Figure 2: Distributions of observed points in log scale. The dots represent actual data points in our dataset. Plots on the top are for trade data, middle for patent counts data, bottom for business counts data. Left: points in ( $(x_1 + x_2) / 2, \log(LQ) = x_1 - x_2$ ) coordinates. Right: points in ( $x_2, x_1$ ) coordinates, with $x_1 = \log(s_{cp})$ and $x_2 = \log(S_c S_p/S_w)$ . Left plots can be transformed to right plots by applying a linear transformation. Dark lines indicate axes $\log(LQ)$ , $x_1$ , $x_2$ . A log transformation lets all observations form a bounded cloud.

Discussion on Empirical Settings

In the context of patent data, even with fractional counting, small natural numbers are quite frequent. A similar pattern is observed with business counts data, as shown in the middle and right plots of Figure 1. Despite the fragmented nature of the distribution of raw values, the rows, column sums, and the $x_2$ factor are well-distributed in logs, mitigating potential issues.

For exports data, there are additional features to consider. A lower bound of $10^3$ US$ is evident in our data (sharp edge on the distribution of values, left plot in Figure 1). This primarily affects the lower end of log-distributed values, and is not expected to critically impact row and column sums.

Handling Null Values

When applying a logarithmic transformation, null values can pose challenges depending on the task. In export data, null values might represent small values like US$ 500, or indicate absent activities in a region. For decisions regarding the $LQ > 1$ condition, null values should be considered below the $LQ = 1$ threshold.

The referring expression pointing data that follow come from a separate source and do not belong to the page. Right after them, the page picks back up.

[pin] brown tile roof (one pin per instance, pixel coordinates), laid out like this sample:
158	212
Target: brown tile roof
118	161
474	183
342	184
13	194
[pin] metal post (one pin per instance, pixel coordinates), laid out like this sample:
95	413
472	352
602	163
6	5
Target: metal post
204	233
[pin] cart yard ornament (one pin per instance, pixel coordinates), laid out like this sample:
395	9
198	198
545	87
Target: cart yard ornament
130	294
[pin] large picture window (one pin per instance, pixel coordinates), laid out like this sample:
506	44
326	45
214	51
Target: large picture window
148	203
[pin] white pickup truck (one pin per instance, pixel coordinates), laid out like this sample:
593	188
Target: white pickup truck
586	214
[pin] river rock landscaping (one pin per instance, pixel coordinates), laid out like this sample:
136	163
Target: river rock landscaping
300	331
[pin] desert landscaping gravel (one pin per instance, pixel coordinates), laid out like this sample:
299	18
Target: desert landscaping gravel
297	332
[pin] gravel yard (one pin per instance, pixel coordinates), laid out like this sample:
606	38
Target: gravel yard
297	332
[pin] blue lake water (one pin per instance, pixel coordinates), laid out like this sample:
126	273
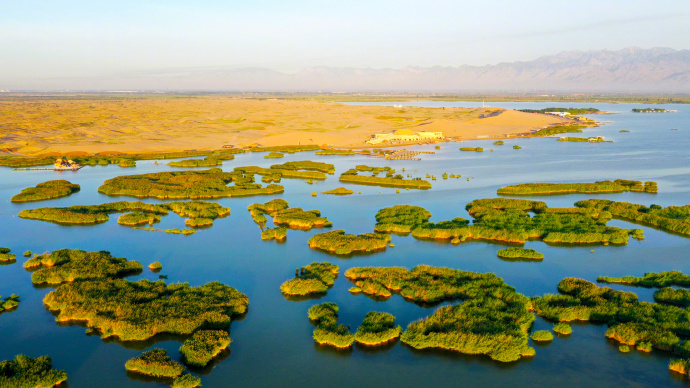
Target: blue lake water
273	346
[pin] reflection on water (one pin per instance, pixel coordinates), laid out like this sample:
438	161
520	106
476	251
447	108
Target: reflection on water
272	344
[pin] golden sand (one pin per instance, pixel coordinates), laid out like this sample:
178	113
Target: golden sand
53	126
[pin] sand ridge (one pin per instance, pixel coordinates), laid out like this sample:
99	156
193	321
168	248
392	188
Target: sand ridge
39	126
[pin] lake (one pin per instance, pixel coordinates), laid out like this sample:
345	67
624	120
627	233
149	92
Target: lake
273	346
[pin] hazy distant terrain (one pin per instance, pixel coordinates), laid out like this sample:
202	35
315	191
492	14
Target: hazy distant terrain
631	69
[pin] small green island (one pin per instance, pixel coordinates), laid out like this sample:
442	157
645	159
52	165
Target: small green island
199	349
198	213
8	304
339	191
274	155
617	186
377	329
334	152
196	184
155	363
339	243
69	265
28	372
507	220
6	257
390	180
328	331
47	190
315	278
520	253
493	319
672	218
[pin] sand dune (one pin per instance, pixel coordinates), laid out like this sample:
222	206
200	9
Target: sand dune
33	127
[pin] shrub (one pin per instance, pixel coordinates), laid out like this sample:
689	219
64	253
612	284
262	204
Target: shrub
28	372
315	278
202	346
156	363
542	336
68	265
339	243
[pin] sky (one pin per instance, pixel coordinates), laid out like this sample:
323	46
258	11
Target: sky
54	38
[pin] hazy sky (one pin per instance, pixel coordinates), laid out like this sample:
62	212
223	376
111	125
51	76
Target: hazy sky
54	38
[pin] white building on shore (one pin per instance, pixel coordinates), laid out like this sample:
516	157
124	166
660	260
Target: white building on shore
405	136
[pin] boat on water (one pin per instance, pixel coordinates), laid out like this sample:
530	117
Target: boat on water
63	164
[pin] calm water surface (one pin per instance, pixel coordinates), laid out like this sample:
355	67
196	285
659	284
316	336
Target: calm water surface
272	345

In regression analyses using LQ values, addressing null values requires careful consideration due to potential distortions. Options include replacing zero values with a "very small" value, omitting null observations, or using an interaction with a dummy variable for null values. The choice depends on the specific application context.

Conceptual Interpretation of Null Entries

Null entries in cross sections often indicate either small volumes (as in truncated export data) or absences. Absences can be mild, such as intermittent exports, or deep, resulting from sparse records in detailed cross sections. Researchers must decide how to handle these null entries based on their specific tasks. However, the presence of null entries should not necessarily deter the application of log transformations on raw data.

This paper focuses on the $LQ = 1$ threshold and observations fluctuating around it, ensuring that the undefined nature of the log of null values does not hinder our analyses.

Footnote: Fractional counting allows values to exist between natural numbers and below one.